The Adirondacks were the first place where Americans realized that wilderness was going to be a distinguishing and permanent feature of their civilization. By the 1880s, more had been written about the Adirondacks than any other wilderness area in America. By the 1890s, the Adirondack Park was created as the largest protected wilderness area east of the Mississippi. Since then, the Adirondack Park has challenged each generation to define the role of wilderness in our increasingly urbanized civilization.


The Saratoga-to-North Creek corridor helped establish the Adirondacks as the First Wilderness. It is the logical starting place for those wishing to explore the possibilities of the First Wilderness. In 1771, the Jessup brothers’ 1 million-acre Totten and Crossfield Purchase from the Mohawks was the first sizeable European purchase in Adirondacks. In 1813, the Fox Brothers invented log driving along the Schroon/Hudson Corridor.
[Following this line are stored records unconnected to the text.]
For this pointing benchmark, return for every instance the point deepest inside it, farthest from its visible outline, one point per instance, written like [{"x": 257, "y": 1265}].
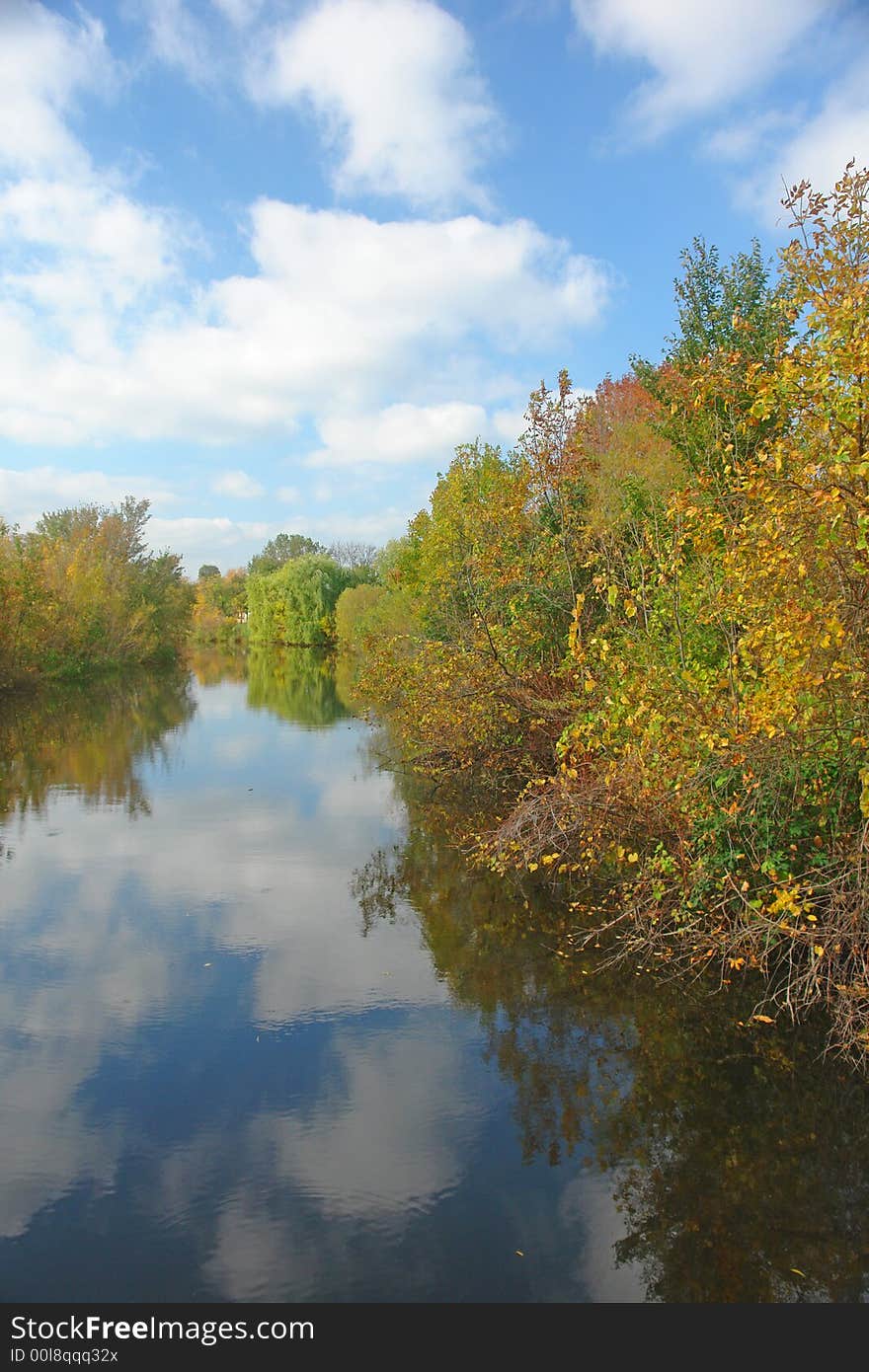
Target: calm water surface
[{"x": 263, "y": 1036}]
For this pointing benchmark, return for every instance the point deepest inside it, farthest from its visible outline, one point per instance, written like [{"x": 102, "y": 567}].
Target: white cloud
[
  {"x": 334, "y": 294},
  {"x": 44, "y": 60},
  {"x": 396, "y": 92},
  {"x": 239, "y": 13},
  {"x": 180, "y": 40},
  {"x": 238, "y": 485},
  {"x": 703, "y": 55},
  {"x": 397, "y": 435},
  {"x": 819, "y": 150},
  {"x": 25, "y": 495}
]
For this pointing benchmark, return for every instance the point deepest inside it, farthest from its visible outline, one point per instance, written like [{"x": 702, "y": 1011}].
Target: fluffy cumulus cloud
[
  {"x": 394, "y": 88},
  {"x": 24, "y": 495},
  {"x": 238, "y": 485},
  {"x": 397, "y": 433},
  {"x": 817, "y": 148},
  {"x": 45, "y": 62},
  {"x": 702, "y": 55},
  {"x": 334, "y": 294}
]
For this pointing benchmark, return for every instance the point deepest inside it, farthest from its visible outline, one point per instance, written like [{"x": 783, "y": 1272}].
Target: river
[{"x": 266, "y": 1037}]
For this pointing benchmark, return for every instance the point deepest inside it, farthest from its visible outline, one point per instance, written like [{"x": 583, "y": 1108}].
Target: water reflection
[
  {"x": 271, "y": 1040},
  {"x": 739, "y": 1156}
]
Indeed, the Adirondacks may have been the place that colored how Americans thought of all their wilderness areas. For example, in 1837, during a trip to Schroon Lake with Thomas Cole, Asher Durand decided to become a landscape painter and began a career that helped define the American notion of wilderness. He helped create the Hudson River School of landscape painting based upon that original experience of the Adirondack wilderness.